Текст научной работы на тему «Дети-мученики в пантеоне тоталитарной культуры (фильм "Юный гитлеровец Квекс" Х. Штайнхофа)»

УДК 821.112.2.0 ДЕТИ-МУЧЕНИКИ В ПАНТЕОНЕ

ББК 85.З7З№М)6 ТОТАЛИТАРНОЙ КУЛЬТУРЫ (СЦЕНАРИЙ

ФИЛЬМА «ЮНЫЙ ГИТЛЕРОВЕЦ КВЕКС» Х. ШТАЙНХОФА)

© 2018 г. А.В. Елисеева

Балтийский государственный технический университет «Военмех», Санкт-Петербург, Россия Дата поступления статьи: 31 июля 2017 г. Дата публикации: 25 сентября 2018 г. DOI: 10.22455/2500-4247-2018-3-3-104-115

Аннотация: Основным предметом анализа является созданный К.А. Шенцингером и Б.Э. Лютге сценарий фильма «Юный гитлеровец Квекс» ("Hitlerjunge Quex", 1933) режиссера Ханса Штайнхоффа, относящегося к пропагандистскому кинематографу национал-социализма. На примере сценария этого фильма рассмотрены стратегии инструментализации фигуры ребенка в идеологических целях. Проведены параллели с советским искусством, в частности с кинематографом, в котором также присутствуют подобные модели пропаганды, например, культ пионеров-героев. Нарратив о подвиге и гибели юного нациста обнаруживает особенно много общего с популярной в советское время историей Павлика Морозова. В статье рассмотрены идеологемы, объединяющие конструкты «героического ребенка» в обеих тоталитарных культурах: миф о непредвзятости и «чистоте» детского восприятия мира, представление о приоритете той или иной концепции общественного блага над семейными взаимосвязями и др. Речь идет об истоках подобных идеологем, их связи с христианскими, просветительскими и прочими мировоззренческими системами.
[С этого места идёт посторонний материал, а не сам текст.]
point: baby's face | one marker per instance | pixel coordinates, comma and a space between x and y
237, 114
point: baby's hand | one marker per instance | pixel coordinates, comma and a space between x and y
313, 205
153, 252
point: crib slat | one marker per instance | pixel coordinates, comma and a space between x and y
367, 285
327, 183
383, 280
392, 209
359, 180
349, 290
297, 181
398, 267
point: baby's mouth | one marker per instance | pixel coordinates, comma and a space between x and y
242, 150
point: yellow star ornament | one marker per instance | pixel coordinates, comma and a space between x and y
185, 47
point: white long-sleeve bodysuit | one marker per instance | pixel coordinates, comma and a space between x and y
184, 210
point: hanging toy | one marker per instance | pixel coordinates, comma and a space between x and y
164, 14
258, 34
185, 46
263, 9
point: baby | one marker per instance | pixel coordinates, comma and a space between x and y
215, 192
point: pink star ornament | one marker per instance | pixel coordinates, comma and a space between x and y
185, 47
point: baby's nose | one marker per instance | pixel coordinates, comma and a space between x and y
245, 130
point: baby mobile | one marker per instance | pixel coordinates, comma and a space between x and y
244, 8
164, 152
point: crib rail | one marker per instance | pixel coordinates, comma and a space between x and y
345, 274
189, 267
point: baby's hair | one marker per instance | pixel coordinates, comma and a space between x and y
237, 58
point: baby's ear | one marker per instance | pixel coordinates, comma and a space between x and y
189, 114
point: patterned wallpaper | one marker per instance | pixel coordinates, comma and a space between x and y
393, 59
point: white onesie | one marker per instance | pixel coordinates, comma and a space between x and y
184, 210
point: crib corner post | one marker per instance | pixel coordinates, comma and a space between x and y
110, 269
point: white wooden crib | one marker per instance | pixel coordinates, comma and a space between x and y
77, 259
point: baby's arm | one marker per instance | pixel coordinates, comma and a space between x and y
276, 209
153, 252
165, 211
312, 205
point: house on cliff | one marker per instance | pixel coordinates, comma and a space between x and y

Ключевые слова: немецкий кинематограф национал-социализма, фигура ребенка в

культуре, идеология и кино, пропаганда в кинематографе, культура и политика, пионеры-герои.

Информация об авторе: Александра Владимировна Елисеева — кандидат

филологических наук, доцент, Балтийский государственный технический университет «Военмех» им. Д.Ф. Устинова, ул. 1-я Красноармейская, д. 1, 190005 г. Санкт-Петербург, Россия.

E-mail: [email protected]

Для цитирования: Елисеева А.В. Дети-мученики в пантеоне тоталитарной культуры (фильм «Юный гитлеровец Квекс»» Х. Штайнхофа) // Studia Litterarum. 2018. Т. з, № 3. С. 104-115. DOI: 10.22455/2500-4247-2018-3-3-104-115

CHILD MARTYRS IN THE PANTHEON OF TOTALITARIAN CULTURES (H. STEINHOFF'S FILM HITLERJUNGE QUEX)

This is an open access article distributed under the Creative Commons Attribution 4.0 International (CC BY 4.0)

© 2018. A.V. Eliseeva

D.F. Ustinov Baltic State

Technical University "Voenmeh",

St. Petersburg, Russia

Received: July 31, 2017

Date of publication: September 25, 2018

Abstract: The article focuses on the film script for Hitlerjunge Quex (1933, director Hans Steinhoff) written by B.E. Luthge and K.A. Schenzinger. This film is an example of the national socialist propaganda cinematograph at work. The case study discusses the strategies of the child figure instrumentalization for ideological purposes. It draws parallels between the Nazi art and the Soviet art, cinema in particular where similar propaganda models are present, such as the cult of heroic pioneers. The narrative about the heroic deed and martyrdom of the young Nazi has much in common the story about Pavlik Morozov, popular in the Soviet time. The paper deals with ideologemes that unite the "child heroes" constructs in both totalitarian cultures: the myth about the impartiality and "innocence" of the child's worldview, acclaimed superiority of the public welfare over family relations and others. It also studies the sources of such ideologemes, their connection with Christian, Enlightenment and other belief systems.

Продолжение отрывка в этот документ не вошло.